L’ingresso, accanto alla piccola chiesa del Carmine costruita a fine Ottocento, introduce a un mondo di cataste ordinate di teschi e ossa lunghe, allineate con cura grazie all’opera del canonico Gaetano Barbati, che guidò i fedeli nella sistemazione del sito. Tra le ossa anonime emergono storie che hanno alimentato leggende e devozioni. Si dice che qui siano passati anche i resti di Giacomo Leopardi, morto a Napoli nel 1837 durante l’epidemia di colera, prima di essere traslati altrove.
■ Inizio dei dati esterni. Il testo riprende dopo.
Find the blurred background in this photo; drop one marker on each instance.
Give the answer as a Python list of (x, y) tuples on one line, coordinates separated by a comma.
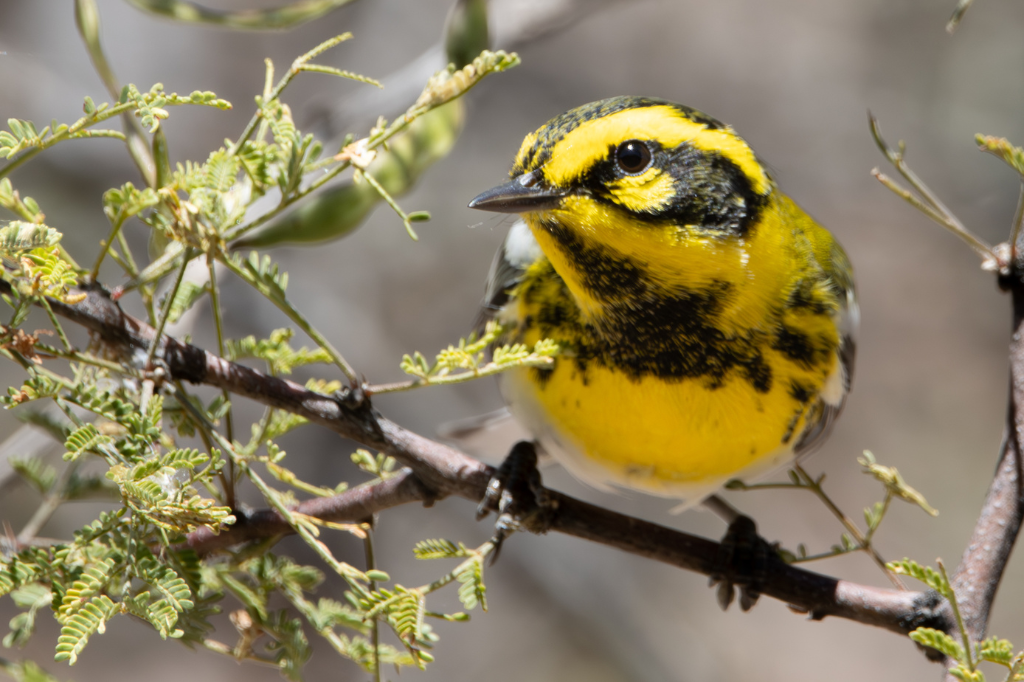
[(795, 78)]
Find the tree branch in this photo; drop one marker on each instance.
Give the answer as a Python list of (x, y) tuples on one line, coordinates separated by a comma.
[(977, 578), (437, 470)]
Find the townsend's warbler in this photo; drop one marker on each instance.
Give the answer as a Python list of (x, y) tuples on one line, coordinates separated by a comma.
[(706, 322)]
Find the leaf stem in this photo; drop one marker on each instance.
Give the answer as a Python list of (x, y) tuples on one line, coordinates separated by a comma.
[(286, 306), (166, 312), (851, 527)]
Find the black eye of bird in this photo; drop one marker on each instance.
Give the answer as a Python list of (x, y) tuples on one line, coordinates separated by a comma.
[(633, 157)]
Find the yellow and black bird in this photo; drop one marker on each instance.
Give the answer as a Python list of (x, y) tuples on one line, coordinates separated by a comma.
[(706, 322)]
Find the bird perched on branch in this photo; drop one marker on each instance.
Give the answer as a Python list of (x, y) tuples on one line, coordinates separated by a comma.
[(706, 322)]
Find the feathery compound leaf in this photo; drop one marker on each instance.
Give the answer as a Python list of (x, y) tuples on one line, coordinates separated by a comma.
[(439, 549), (894, 482), (939, 641), (83, 590), (184, 298), (84, 439), (126, 202), (275, 351), (926, 574), (17, 237), (76, 630), (996, 650), (36, 472), (965, 674), (471, 588), (27, 671), (52, 274), (469, 355), (1001, 147), (451, 83)]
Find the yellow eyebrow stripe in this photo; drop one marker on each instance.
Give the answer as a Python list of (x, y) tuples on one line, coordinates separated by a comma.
[(589, 143)]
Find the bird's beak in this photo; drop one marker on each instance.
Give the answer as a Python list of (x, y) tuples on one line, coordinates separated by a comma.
[(523, 194)]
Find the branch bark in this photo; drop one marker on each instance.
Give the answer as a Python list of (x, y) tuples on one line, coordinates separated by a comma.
[(436, 470), (978, 576)]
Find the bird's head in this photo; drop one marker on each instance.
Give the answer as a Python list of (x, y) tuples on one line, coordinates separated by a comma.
[(634, 160)]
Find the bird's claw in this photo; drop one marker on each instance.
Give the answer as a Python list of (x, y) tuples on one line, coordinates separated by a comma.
[(742, 563), (517, 497)]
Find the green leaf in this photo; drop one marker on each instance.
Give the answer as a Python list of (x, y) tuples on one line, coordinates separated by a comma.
[(926, 574), (439, 549), (76, 630), (996, 650), (939, 641), (184, 298), (84, 439), (17, 237), (471, 588)]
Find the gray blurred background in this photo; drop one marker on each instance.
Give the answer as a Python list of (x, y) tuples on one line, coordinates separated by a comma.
[(795, 78)]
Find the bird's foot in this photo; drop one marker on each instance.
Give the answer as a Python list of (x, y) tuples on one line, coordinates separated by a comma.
[(516, 495), (742, 562)]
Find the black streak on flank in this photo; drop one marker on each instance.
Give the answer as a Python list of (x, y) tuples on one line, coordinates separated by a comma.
[(800, 392), (797, 346), (645, 333), (607, 275)]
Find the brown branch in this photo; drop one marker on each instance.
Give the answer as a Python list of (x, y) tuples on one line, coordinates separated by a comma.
[(438, 470), (357, 504), (977, 578)]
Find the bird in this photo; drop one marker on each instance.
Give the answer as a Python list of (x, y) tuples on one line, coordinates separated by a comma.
[(706, 323)]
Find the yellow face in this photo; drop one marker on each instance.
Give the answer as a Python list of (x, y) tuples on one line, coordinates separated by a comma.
[(630, 188), (587, 140)]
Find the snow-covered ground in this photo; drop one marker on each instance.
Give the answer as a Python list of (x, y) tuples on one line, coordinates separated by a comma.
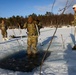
[(62, 60)]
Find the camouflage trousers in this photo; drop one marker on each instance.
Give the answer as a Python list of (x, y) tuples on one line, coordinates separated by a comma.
[(32, 44), (4, 33)]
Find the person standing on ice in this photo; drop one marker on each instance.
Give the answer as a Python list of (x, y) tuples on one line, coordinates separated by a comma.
[(74, 23), (3, 30), (32, 32)]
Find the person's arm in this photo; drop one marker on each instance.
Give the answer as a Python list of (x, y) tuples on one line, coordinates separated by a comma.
[(25, 25)]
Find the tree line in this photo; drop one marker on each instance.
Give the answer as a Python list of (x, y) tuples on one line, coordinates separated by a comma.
[(49, 19)]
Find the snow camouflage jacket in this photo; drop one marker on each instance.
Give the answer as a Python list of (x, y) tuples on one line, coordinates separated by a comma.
[(33, 29), (74, 22)]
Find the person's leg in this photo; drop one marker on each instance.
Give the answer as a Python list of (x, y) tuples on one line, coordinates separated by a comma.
[(34, 44), (29, 45)]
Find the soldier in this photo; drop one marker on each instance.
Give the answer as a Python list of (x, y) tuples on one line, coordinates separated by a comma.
[(3, 30), (74, 23), (32, 32)]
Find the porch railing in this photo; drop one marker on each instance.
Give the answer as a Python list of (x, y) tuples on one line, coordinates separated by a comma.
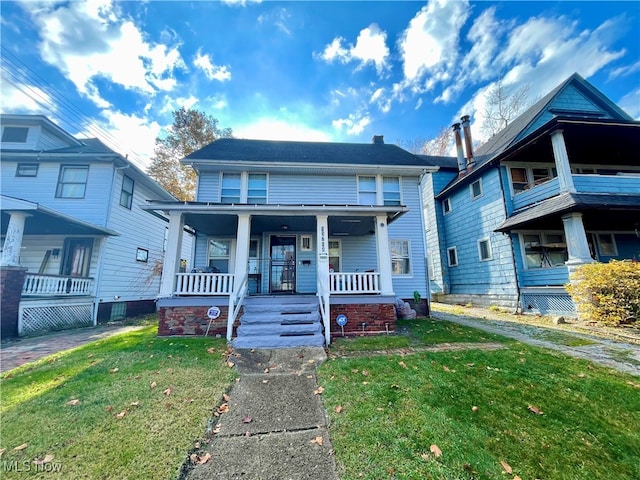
[(38, 285), (204, 284), (354, 282)]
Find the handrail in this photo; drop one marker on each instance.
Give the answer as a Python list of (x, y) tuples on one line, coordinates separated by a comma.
[(235, 302), (323, 300)]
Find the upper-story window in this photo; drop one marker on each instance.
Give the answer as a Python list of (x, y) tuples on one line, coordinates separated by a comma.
[(126, 194), (244, 188), (72, 182), (379, 190), (27, 170), (15, 134)]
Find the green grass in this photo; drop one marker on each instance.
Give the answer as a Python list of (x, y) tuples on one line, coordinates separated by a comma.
[(391, 415), (87, 439)]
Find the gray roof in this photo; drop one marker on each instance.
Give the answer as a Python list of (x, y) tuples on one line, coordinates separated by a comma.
[(270, 151), (569, 202)]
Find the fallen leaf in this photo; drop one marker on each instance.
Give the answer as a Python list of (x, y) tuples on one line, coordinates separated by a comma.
[(435, 450), (47, 458), (535, 410), (204, 459)]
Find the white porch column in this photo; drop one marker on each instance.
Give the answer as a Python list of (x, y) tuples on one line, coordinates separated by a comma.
[(577, 244), (384, 255), (562, 162), (13, 239), (172, 254)]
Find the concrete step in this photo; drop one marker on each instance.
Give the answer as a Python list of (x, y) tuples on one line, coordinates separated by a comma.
[(279, 341), (271, 329), (275, 317)]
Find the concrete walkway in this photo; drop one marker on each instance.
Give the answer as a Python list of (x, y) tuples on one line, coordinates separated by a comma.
[(276, 426), (621, 355), (17, 352)]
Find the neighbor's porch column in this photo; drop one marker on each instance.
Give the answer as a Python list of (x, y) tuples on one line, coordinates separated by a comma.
[(13, 239), (384, 255), (561, 157), (172, 254), (577, 244)]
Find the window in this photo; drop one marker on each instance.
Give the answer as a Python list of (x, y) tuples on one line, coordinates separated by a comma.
[(452, 255), (476, 188), (484, 249), (391, 191), (257, 190), (305, 243), (126, 194), (27, 170), (607, 245), (231, 187), (15, 134), (335, 255), (72, 182), (544, 250), (367, 190), (219, 253), (400, 264), (446, 205)]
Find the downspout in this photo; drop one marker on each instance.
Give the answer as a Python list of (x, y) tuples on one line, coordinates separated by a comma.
[(513, 252)]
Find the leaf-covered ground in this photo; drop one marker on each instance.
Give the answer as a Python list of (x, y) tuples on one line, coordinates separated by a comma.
[(130, 406)]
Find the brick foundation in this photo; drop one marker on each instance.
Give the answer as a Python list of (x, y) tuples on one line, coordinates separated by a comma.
[(378, 317), (192, 320), (11, 283)]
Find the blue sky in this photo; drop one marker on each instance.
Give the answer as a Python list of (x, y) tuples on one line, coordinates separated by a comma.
[(321, 71)]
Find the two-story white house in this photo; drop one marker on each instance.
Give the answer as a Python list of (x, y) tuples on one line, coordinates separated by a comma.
[(75, 242), (293, 239)]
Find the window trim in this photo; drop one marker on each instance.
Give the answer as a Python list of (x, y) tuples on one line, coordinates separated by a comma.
[(129, 198), (453, 250), (59, 185), (408, 257), (479, 183), (489, 249), (445, 202), (27, 165)]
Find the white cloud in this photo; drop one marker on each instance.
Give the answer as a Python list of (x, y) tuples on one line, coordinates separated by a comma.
[(354, 123), (88, 40), (24, 99), (370, 47), (213, 72), (269, 128)]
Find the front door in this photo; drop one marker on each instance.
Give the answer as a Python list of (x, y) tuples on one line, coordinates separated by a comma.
[(282, 278)]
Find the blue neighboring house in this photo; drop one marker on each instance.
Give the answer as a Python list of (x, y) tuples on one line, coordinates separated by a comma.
[(293, 238), (557, 188)]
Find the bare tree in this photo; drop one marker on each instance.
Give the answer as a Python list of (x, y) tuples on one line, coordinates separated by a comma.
[(503, 105), (190, 131)]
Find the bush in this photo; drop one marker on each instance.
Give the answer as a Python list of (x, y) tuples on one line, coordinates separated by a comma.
[(607, 292)]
In un’ala laterale si trovano le bare di Filippo Carafa e di sua moglie, donna Margherita: il suo cranio, conservato con la bocca spalancata, ha dato vita alla diceria che fosse morta soffocata da uno gnocco, dettaglio che mescola tragedia e ironia popolare.
Il percorso è costellato di simboli forti: il Monacone, statua decapitata di San Vincenzo Ferrer con un teschio appoggiato al posto della testa; il Tribunale, con tre croci su una base di crani, che secondo la tradizione sarebbe stato luogo di giuramenti di camorra; il Calvario, dove l’accumulo dei teschi richiama il Golgota. E ancora, gli scolatoi, dove i corpi venivano lasciati a colare dei propri liquidi, memoria tangibile delle pratiche funerarie più crude. In queste gallerie sotterranee, la città ha riversato le proprie paure, le proprie miserie e il bisogno costante di dialogare con i morti affinché questi ultimi rendessero più lieve il passaggio dei vivi sulla terra.